The RECODE project is an EU funded project designed to compile a set of generic guidelines for EU funders to use when forming research data sharing policies. The premise is that publicly funded data should be openly accessible to the public, because they have paid for it. The workshop signalled the end of the first work-package of the project. This studied stakeholder values and ecosystems, that is individual’s and scientific groups’ concepts of open access to data and an examination of current good practice in the area. Other topics such as the ethical considerations and the technological solutions of sharing data are to be tackled in other work-packages. This workshop was of particular interest to the CRC and Sherpa Services because we have recently conducted research into journal research data (the JoRD project; http://jordproject.wordpress.com) and because of the implications for funder’s policies in SHERPA/JULIET.

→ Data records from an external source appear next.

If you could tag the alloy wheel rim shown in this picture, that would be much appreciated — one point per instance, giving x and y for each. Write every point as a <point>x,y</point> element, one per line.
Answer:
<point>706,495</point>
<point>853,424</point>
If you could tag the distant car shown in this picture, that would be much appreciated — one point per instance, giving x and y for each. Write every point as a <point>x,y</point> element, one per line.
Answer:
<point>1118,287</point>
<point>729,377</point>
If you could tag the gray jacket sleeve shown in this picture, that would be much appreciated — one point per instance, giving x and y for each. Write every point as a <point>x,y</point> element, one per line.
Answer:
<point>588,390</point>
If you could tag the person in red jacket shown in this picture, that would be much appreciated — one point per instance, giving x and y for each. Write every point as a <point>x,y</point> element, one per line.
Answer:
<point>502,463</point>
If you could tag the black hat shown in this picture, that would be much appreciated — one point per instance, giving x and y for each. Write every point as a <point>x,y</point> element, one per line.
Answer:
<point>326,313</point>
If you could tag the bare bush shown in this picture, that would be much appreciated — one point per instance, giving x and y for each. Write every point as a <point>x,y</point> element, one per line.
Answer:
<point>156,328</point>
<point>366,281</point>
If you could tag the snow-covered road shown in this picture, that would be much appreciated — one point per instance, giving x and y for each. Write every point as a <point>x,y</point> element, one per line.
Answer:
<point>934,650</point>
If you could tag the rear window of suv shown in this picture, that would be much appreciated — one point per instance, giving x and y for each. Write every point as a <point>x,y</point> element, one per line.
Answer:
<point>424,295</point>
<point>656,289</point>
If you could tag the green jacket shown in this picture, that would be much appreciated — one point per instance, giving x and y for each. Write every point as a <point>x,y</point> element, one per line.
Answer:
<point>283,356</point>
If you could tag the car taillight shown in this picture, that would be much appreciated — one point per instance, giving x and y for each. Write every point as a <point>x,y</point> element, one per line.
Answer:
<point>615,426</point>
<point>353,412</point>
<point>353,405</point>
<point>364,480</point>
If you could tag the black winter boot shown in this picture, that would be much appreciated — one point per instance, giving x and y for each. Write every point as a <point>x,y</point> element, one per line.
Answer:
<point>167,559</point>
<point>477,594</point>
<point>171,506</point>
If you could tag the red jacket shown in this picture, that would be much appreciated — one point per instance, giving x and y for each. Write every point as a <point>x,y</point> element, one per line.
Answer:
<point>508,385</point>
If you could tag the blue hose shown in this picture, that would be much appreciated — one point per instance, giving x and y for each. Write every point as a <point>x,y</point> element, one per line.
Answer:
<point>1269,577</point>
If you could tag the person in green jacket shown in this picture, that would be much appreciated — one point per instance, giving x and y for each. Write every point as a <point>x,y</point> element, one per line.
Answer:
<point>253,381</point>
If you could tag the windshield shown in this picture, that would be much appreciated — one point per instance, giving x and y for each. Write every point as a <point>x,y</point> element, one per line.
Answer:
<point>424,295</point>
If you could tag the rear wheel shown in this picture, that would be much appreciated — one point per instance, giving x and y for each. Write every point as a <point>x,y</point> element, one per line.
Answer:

It was with some relief that we found that our findings about stakeholder perspectives were broadly the same as the RECODE findings; it shows that we were right! I gathered some extra insights from presentations by representatives from participants of the RECODE case studies. For example, there is not a clear difference of opinion on opening out research data between scientific disciplines, but there are many opinions within each discipline. It reminded me of the adage “when you put two academics together you get three different opinions”. It seems to me that it would be easier to sort the factions across disciplinary lines into “pro data sharing”, “contra data sharing” and “no-one would want our data because it is boring”. Another major problem of sharing data that became apparent is that the person who can interpret the data best is the person who collected it because data needs a context. In other words, the knowledge that the data reveals is stuck inside someone’s head, and it is very hard to make that openly accessible. This is the knowledge management problem of intellectual capital. One of the RECODE team expressed it as, a lot of knowledge is lost when you lose another post-doc.
Other issues were raised about technological infrastructure, data licensing, data citation, lack of standardisation of practice within the same fields, the simply practicality of opening huge data sets (the word peta-bytes was bandied about) and whether some sort of reward to an academic could be triggered for openly sharing their data. Overall, the workshop raised some interesting points, and I do not envy the RECODE project team in trying to reach a generic set of open research data guidelines for funders. This is a project that we will follow with great interest.